Un incontro in musica con il cantautore Virginio, pronto a parlarci dell’esperienza apportata nel nuovo cortometraggio ad opera di Alessandro Guida con la canzone, “Connessi”.
Benvenuto su La Gazzetta dello Spettacolo, Virginio. La tua canzone, “Connessi”, è parte del cortometraggio Compagni per la vita”, ad opera del regista Alessandro Guida. Come ha preso forma questa esperienza?
«Una richiesta accorata, “Connessi”, giunta perché volevano che fossi proprio io ad interpretare e, prima ancora, a scrivere questo brano. Si sviluppa su due livelli, due piani interpretativi, in un racconto ben delineato, che riguarda due compagni di scuola che per puro caso si ritrovano, qualcosa che spesso accade nella vita. Una metafora della relazione, di tutto ciò che è interconnesso…».
Cosa ti ha maggiormente colpito di questa richiesta?
«Da artista amo fare sì che la musica sia qualcosa di socialmente utile, oltre che puro intrattenimento. Sono dell’idea che la musica debba sempre poter dire delle cose e, in questo caso, lancia un messaggio ben chiaro, di cura, di attenzione personale e umana…».
Il tuo percorso va avanti da anni, ormai, da quando prendesti parte a Sanremo Giovani, per poi vincere “Amici di Maria De Filippi”, nel 2011. Quali maggiori consapevolezze ad oggi?

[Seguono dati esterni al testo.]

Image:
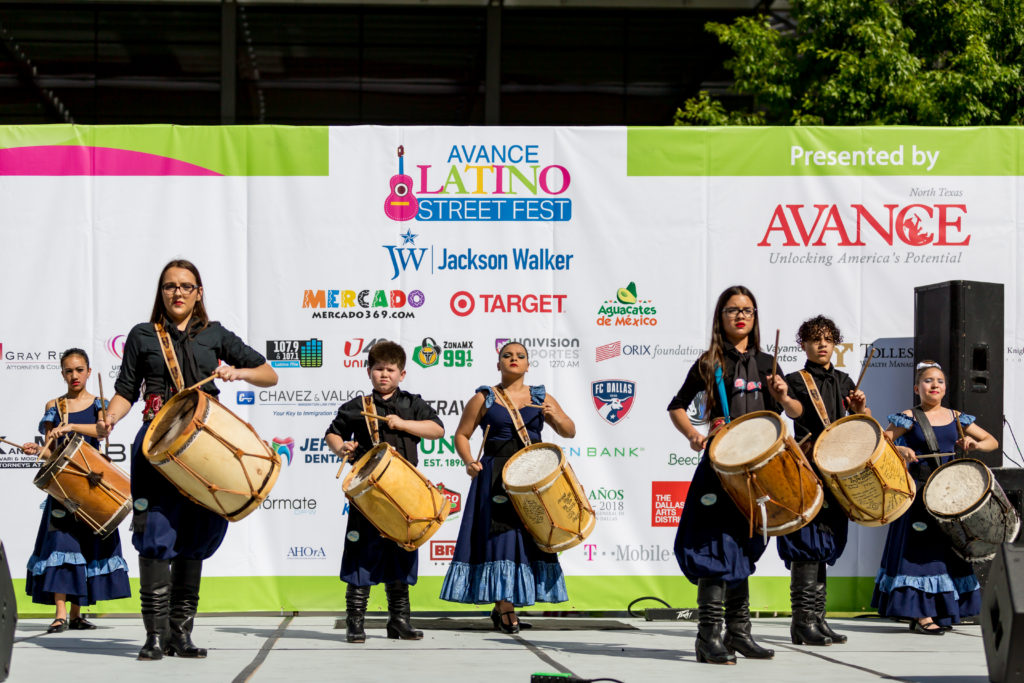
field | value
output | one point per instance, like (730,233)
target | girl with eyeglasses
(173,535)
(70,563)
(713,544)
(922,579)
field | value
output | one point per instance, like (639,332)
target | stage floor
(632,650)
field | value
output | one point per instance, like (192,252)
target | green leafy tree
(927,62)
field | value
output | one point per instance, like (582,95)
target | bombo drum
(971,507)
(214,457)
(548,497)
(863,470)
(395,497)
(766,474)
(91,487)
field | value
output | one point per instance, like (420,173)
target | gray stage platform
(309,648)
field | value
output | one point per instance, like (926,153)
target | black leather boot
(737,624)
(821,596)
(803,595)
(155,594)
(355,612)
(398,611)
(185,575)
(711,623)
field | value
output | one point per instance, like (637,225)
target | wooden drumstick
(479,456)
(863,370)
(774,358)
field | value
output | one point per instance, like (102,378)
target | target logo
(463,303)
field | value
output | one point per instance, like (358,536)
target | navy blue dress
(500,561)
(714,540)
(166,523)
(68,557)
(823,540)
(369,558)
(921,575)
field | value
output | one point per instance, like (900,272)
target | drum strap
(170,357)
(517,422)
(372,426)
(812,390)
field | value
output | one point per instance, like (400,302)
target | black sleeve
(129,382)
(692,385)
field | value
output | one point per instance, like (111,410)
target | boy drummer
(369,558)
(824,394)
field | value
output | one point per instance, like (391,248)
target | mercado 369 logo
(481,182)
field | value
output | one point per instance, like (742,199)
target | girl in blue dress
(70,563)
(496,559)
(922,579)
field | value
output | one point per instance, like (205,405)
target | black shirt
(349,423)
(142,363)
(834,385)
(695,384)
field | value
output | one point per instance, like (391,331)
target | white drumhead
(956,486)
(748,439)
(532,466)
(846,445)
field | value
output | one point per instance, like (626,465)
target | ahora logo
(829,224)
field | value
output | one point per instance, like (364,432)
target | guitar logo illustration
(400,205)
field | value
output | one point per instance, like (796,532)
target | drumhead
(747,440)
(847,444)
(532,465)
(956,486)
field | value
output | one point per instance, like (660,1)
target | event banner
(601,250)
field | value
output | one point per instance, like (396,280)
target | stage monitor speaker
(8,614)
(1003,615)
(958,325)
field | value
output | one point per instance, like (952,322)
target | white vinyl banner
(602,250)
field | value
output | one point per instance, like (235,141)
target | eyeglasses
(186,288)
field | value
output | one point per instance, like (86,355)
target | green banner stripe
(594,594)
(270,151)
(741,151)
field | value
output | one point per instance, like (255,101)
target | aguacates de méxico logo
(481,182)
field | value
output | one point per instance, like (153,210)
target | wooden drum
(766,474)
(864,471)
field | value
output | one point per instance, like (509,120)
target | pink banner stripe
(73,160)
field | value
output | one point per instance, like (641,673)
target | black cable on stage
(646,597)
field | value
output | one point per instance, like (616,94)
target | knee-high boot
(185,577)
(821,596)
(803,595)
(155,593)
(737,624)
(398,612)
(355,612)
(711,625)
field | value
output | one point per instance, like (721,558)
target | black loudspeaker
(960,326)
(8,615)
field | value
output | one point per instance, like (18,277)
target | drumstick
(199,384)
(479,456)
(864,370)
(774,358)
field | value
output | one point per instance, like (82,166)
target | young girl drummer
(922,579)
(713,544)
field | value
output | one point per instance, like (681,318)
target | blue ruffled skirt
(69,558)
(487,566)
(921,575)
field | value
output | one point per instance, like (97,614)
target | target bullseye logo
(462,303)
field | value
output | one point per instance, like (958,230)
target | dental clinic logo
(627,309)
(612,398)
(284,446)
(481,182)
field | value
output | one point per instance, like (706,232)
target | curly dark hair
(819,326)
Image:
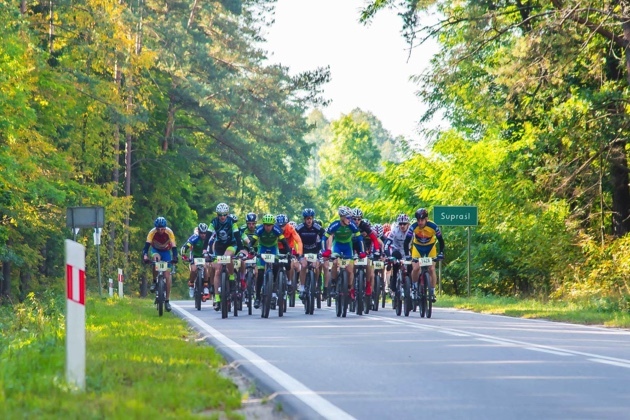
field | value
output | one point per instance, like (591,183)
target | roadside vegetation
(598,311)
(139,365)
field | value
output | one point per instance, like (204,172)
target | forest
(167,108)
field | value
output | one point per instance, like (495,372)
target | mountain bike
(379,287)
(198,287)
(160,287)
(229,295)
(250,282)
(310,285)
(360,285)
(426,305)
(342,297)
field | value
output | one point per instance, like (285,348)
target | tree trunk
(6,274)
(620,189)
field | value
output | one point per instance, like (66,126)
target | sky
(370,65)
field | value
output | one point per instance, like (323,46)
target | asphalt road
(456,365)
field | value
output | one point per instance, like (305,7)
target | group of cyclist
(350,236)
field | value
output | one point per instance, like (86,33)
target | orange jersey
(292,237)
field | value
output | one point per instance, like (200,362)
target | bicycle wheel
(360,291)
(235,297)
(423,294)
(282,281)
(376,292)
(267,294)
(249,291)
(318,293)
(225,293)
(160,296)
(345,298)
(198,289)
(429,302)
(407,294)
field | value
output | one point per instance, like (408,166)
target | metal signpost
(88,217)
(457,216)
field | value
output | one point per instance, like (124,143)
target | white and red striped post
(120,281)
(75,314)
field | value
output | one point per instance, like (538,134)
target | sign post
(120,283)
(457,216)
(75,314)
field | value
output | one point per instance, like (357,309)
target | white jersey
(397,239)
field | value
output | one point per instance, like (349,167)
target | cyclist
(311,235)
(425,233)
(369,241)
(395,245)
(248,230)
(295,243)
(343,232)
(198,245)
(227,241)
(160,241)
(267,237)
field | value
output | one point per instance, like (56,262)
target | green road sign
(455,215)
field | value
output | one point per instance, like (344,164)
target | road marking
(610,362)
(296,388)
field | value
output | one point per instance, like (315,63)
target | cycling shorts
(418,251)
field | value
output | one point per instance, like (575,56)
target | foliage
(120,381)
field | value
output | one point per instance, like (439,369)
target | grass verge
(589,313)
(139,365)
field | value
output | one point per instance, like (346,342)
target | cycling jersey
(226,234)
(311,237)
(294,240)
(197,245)
(396,241)
(342,234)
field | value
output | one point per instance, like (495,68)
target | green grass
(138,365)
(590,313)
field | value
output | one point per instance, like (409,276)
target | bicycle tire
(397,295)
(345,297)
(282,279)
(160,295)
(360,291)
(225,292)
(407,300)
(249,291)
(266,294)
(376,292)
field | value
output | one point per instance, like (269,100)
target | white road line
(610,362)
(309,397)
(505,341)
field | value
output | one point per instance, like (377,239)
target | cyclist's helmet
(268,219)
(422,213)
(402,218)
(356,212)
(282,220)
(344,211)
(308,213)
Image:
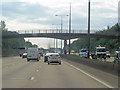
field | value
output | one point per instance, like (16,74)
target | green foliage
(110,44)
(8,44)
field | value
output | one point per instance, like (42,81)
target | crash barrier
(112,68)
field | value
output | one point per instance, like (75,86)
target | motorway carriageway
(18,73)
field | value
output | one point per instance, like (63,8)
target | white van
(33,54)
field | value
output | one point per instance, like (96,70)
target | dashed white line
(31,78)
(37,70)
(109,86)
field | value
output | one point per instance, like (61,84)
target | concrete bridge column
(65,44)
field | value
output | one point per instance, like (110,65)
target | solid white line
(109,86)
(32,78)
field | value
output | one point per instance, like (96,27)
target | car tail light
(49,57)
(59,57)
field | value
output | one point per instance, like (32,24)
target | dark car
(24,55)
(46,57)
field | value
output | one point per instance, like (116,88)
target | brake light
(59,57)
(49,57)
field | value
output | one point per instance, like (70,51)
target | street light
(88,28)
(61,27)
(54,38)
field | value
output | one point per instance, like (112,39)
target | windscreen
(101,50)
(83,50)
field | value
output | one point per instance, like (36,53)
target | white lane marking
(37,70)
(17,78)
(109,86)
(31,78)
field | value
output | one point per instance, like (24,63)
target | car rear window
(54,55)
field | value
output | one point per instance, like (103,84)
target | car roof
(51,54)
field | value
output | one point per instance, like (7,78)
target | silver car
(54,58)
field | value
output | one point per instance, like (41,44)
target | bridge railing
(52,31)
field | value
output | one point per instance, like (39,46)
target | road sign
(16,47)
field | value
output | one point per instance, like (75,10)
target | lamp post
(56,38)
(88,28)
(61,27)
(70,27)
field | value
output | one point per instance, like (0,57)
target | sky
(40,14)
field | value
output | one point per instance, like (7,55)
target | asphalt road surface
(18,73)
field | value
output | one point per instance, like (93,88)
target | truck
(33,54)
(117,56)
(83,53)
(99,52)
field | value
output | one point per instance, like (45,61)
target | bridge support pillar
(65,44)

«Il mio percorso con la musica, forse, nasce da prima che io nascessi. Un patto a me estraneo con il mondo che, a suo modo, mi regala ancora tanto, così come un latin grammy, la possibilità di scrivere per artisti importanti, il cantare in lingua spagnola e molto altro. Sono grato alla vita, fiero di ciò che ho».
Cosa ti ha regalato l’esperienza a Sanremo Giovani?

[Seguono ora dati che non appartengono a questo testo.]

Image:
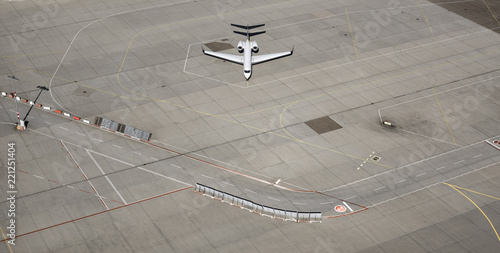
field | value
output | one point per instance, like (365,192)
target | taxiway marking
(105,176)
(38,176)
(228,183)
(352,36)
(273,198)
(250,191)
(84,175)
(419,175)
(491,224)
(203,175)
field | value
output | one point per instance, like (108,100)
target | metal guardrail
(248,205)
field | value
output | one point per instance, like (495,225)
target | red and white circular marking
(340,208)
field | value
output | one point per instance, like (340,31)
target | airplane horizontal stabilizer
(248,26)
(250,34)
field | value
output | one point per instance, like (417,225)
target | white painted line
(347,206)
(273,198)
(228,183)
(38,176)
(161,175)
(250,191)
(84,175)
(206,176)
(109,181)
(152,172)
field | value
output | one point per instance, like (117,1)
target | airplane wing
(228,57)
(267,57)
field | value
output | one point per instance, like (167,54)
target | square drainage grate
(323,125)
(218,46)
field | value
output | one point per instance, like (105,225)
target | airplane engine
(255,47)
(240,46)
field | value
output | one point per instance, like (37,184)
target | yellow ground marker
(426,21)
(352,36)
(491,12)
(366,160)
(442,112)
(6,240)
(455,188)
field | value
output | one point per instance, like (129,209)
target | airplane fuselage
(247,59)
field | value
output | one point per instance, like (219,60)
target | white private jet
(247,48)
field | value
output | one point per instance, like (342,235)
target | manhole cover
(83,91)
(323,125)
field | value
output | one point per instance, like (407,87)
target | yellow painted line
(475,192)
(426,21)
(491,12)
(8,245)
(442,112)
(352,36)
(452,186)
(366,160)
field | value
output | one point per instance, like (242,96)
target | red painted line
(118,202)
(84,217)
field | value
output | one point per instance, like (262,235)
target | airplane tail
(248,28)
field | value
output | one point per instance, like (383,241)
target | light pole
(14,80)
(42,88)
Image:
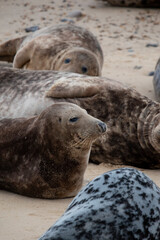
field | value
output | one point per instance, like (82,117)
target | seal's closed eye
(74,119)
(84,69)
(67,60)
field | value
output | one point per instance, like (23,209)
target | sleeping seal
(62,48)
(120,204)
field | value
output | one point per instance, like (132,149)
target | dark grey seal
(133,120)
(121,204)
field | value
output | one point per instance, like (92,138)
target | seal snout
(102,126)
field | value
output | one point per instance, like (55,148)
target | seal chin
(102,127)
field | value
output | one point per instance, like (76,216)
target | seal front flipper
(8,49)
(74,87)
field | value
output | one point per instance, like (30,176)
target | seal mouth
(102,127)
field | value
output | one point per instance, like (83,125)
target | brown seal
(133,137)
(156,81)
(46,156)
(66,48)
(134,3)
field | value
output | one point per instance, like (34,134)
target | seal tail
(9,48)
(156,81)
(149,128)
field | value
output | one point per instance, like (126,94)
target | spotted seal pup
(133,120)
(156,81)
(62,48)
(120,204)
(46,156)
(135,3)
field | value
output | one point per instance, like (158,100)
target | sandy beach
(124,34)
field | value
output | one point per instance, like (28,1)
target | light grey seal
(46,156)
(133,120)
(65,47)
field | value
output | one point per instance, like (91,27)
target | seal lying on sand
(156,81)
(135,3)
(62,48)
(134,120)
(121,204)
(46,156)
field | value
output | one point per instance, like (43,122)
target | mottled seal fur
(120,204)
(156,81)
(135,3)
(133,120)
(62,48)
(46,156)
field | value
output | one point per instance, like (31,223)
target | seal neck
(148,129)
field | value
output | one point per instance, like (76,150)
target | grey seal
(46,156)
(62,48)
(120,204)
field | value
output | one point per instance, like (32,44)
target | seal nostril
(102,126)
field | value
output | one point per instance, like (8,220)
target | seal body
(156,81)
(120,204)
(133,137)
(46,156)
(135,3)
(61,48)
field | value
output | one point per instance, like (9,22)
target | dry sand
(123,34)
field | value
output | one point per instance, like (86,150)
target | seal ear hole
(84,69)
(74,119)
(67,60)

«Quando ti ritrovi su di un palco così importante, con solo delle piccole esperienze locali alle spalle, salire lassù fa davvero strano. Ho il ricordo di un ragazzo semplice, giovane, che aveva ancora tutto da costruire».
Se ti fosse concessa l’occasione di tornare su quel palco, un domani?
«La domanda di questi giorni, che impera un po’ ovunque (ride). Sanremo rappresenta sempre una grande occasione e, siccome conosco il mezzo, credo sia fondamentale avere la canzone giusta, incasellando tutto alla perfezione. Si tratta comunque di un palco molto importante!».
Cosa non hai ancora realizzato?
«Sono felice quando ho a che fare con la musica, con ciò che più amo, non potendo desiderare di certo di meglio. Ci sono delle cose che mi incuriosiscono, vero, dei progetti a livello televisivo. Quelli restano dei sogni da poter ancora concretizzare».
Cosa puoi anticiparci sul tuo futuro artistico?
«Posso dirti che “Connessi” va ad incasellarsi in un periodo in cui ero chiuso in studio a lavorare, a creare. Di nuovo, quindi, ci sarà un disco, realizzato tra l’Italia e gli Stati Uniti, dove solitamente vivo. Saprò dirvi di più in futuro».